We performed modeling on the Undersample data using Logistic Regression as the classifier. Below are the Recall and Accuracy results on the training and testing data.
AUROC : 0.943
We can see that the PR Curve does not fit well on the data.
Logistic Regression Class Weights:
The scikit-learn logistic regression has a option named class_weight when specified does class imbalance handling implicitly. Using this, we got the below results:
AUROC : 0.948
Looking at the normalized confusion matrix, it seems like our classifier is doing very well! We have a 98% True Negative rate and a 92% True Positive rate! However, if we look at the PR curve, this classifier is more or less same as the under sample.
SMOTE - OverSampling:
In this section we will train two types of classifiers and decide which classifier will be more effective in detecting fraud transactions. Before we have to split our data into training and testing sets and separate the features from the labels.
We start with using Logistic regression and use GridSearch CV to get the best parameters.
Recall metric in the train dataset: 92.17391304347827%
Recall metric in the testing dataset: 91.83673469387755%
The PR Curve thus obtained using SMOTE is by far the best.
We then use the Random Forest Classifier to see if it outperforms the results obtained from Logistic Regression.
Below are the results from Random Forest Classifier:
SMOTE + RandomForest classification:
From the PR Curve and the results thus obtained, we can see that its over-fitting. We can thus conclude that SMOTE Oversampling outperformed other sampling techniques.
Imbalanced data can be a serious problem for building predictive models as it can affect our prediction capabilities and mask the fact that our model is not doing so well. Implementing SMOTE on our imbalanced dataset helped us with the imbalance of our labels.
In our undersample data our model is unable to detect for a large number of non fraud transactions correctly and instead, misclassify those non fraud transactions as fraud cases. Imagine that people that were making regular purchases got their card blocked due to the reason that our model classified that transaction as a fraud transaction, this will be a huge disadvantage for the financial institution. The number of customer complaints and customer dissatisfaction will increase.
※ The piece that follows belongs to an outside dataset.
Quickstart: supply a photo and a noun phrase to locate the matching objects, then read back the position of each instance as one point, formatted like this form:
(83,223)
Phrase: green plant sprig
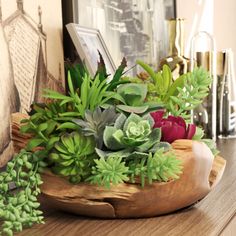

The next step of this analysis will be to do an outlier removal on our oversample dataset and see if our accuracy in the test set improves. We can also use a Classification methods, Anomaly detection methods to further investigate. To get more deeper, Neural networks can also be leveraged for fraud detection.
Scikit Imblearn provides some great functionality for dealing with imbalanced data. It is important to consider the trade-off between precision and recall and decide which one to prioritize in light of possible business outcomes.